When there’s nothing but you and a lot of silence, your head ends up filling with crap you didn’t want to be reminded of. Instead, I try to think about the girl. I wonder where she is. Who she is. Why she’s here. What she eats.

But mostly, I wonder who she’s running away from. Why else would she be on Isle Royale?

My mind fills with the stuff you see on the evening news, and it makes my stomach burn. I can’t think of an answer that isn’t horrible, so I make up all sorts of fantastical stories about her, like she’d run away from a Florida circus where she was forced to do backflips off elephants all day. Or that she’s a biology illustrator who’s drawing different kinds of fungus for a living.

I have no one else to keep me company. Soon, the curve of her cheek and the glint of her gray eyes become so familiar. Her eyelashes are wispy. Her eyebrows curve slightly upward in the middle, making her seem like she’s always about to ask a question, or doesn’t understand the one you just asked. She’s a little scrawny, like she could seriously use a steak dinner. I could describe her to a police sketch artist, if I had to. And then I wonder, what crime is she capable of committing?

Huh.

Killing mosquitoes is the only thing I can imagine.

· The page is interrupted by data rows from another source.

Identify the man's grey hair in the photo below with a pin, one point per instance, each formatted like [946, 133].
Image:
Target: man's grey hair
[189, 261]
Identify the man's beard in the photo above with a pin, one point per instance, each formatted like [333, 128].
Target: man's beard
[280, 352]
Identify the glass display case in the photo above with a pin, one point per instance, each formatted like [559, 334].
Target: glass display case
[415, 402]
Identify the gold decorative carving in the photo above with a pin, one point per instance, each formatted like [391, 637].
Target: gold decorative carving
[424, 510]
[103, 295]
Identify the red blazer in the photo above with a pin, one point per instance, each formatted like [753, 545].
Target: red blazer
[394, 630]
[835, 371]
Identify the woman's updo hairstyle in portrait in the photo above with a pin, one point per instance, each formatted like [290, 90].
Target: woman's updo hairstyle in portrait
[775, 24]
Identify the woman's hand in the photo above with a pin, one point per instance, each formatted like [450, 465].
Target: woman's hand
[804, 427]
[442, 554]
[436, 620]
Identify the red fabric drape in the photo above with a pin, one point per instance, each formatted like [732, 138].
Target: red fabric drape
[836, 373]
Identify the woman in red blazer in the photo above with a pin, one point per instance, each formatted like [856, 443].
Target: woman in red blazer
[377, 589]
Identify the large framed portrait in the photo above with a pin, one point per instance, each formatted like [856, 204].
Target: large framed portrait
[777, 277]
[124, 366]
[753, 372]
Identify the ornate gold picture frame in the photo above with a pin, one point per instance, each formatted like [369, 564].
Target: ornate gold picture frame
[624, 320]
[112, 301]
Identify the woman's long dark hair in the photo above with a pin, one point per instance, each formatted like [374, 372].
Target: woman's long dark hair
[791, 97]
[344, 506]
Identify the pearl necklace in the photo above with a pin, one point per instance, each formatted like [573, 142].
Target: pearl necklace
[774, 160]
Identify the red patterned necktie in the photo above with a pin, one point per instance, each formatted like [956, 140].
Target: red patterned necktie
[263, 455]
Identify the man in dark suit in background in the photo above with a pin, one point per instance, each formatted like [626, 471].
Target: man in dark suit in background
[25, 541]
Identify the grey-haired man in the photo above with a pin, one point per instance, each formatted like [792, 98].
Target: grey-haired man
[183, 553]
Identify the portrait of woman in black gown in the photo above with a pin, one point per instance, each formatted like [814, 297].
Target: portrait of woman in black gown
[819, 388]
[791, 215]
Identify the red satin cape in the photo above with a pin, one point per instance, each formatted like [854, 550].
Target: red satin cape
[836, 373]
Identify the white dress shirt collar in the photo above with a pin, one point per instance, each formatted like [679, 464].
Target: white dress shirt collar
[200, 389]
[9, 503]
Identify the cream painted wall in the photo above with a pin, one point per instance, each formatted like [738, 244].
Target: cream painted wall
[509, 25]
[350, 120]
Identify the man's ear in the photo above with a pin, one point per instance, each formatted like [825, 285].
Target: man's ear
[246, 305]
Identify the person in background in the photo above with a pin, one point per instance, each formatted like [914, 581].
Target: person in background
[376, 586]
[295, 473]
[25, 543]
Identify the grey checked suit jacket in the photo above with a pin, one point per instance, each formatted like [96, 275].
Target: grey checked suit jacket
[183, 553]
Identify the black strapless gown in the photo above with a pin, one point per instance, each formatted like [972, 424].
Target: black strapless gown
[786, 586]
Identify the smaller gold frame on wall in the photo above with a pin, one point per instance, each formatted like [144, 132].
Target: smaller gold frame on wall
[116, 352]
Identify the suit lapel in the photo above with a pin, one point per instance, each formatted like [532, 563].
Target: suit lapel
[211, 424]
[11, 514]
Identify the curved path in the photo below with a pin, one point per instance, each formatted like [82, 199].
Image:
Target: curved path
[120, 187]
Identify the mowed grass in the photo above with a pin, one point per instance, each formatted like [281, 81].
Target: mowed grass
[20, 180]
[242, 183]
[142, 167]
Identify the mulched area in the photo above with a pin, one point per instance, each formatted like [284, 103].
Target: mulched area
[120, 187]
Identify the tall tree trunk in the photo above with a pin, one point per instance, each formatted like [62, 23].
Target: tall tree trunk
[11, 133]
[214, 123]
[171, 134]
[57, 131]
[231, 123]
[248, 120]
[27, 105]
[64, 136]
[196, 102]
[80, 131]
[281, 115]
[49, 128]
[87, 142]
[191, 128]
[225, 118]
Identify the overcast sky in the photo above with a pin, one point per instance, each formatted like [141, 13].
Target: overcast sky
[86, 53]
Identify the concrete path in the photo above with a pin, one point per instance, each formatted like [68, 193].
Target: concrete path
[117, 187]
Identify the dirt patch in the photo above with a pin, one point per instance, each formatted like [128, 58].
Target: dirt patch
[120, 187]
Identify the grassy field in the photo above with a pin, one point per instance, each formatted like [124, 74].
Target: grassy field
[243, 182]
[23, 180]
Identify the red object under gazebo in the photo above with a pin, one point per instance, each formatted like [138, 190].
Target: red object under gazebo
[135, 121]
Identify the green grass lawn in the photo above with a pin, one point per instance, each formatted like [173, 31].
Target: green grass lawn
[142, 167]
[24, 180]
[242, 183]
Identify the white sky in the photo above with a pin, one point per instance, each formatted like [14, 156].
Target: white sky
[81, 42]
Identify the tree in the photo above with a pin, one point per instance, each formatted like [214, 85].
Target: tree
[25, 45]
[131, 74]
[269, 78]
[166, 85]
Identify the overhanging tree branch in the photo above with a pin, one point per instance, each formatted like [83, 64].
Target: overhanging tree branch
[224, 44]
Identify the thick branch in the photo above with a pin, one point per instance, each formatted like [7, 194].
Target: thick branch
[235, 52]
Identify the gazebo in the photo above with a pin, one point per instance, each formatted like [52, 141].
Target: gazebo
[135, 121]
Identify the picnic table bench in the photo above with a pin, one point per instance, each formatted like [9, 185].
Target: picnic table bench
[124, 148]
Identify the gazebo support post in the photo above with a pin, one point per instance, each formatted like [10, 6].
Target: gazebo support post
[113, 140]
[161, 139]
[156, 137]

Hours go by. The sun is getting low, and I’m a little panicked at having caught nothing. Just as I stand to pull in the line, a mighty tug yanks on my fishing pole. I almost drop it in the water, then pull it back with my sweaty hands and reel as fast as I can. I yank the tip of the rod up every few seconds, zipping my catch in, and then a flash of silver breaks the water and a tail flips spray into the air. I whoop out loud, then reel even faster.

“Please, please, please,” I pray to nobody. Afraid I’ll push the release button by accident, I grab the line when the fish is only a few feet from the tip of the rod.

God, it’s beautiful. And really fucking small. It’s maybe seven inches long, barely over a pound, shiny greenish-gray with cream-colored speckles all over and a slightly hooked mouth. My lure is sunk into the side of its mouth. Right where the barb juts out, there’s blood. It’s red like mine, which momentarily surprises me.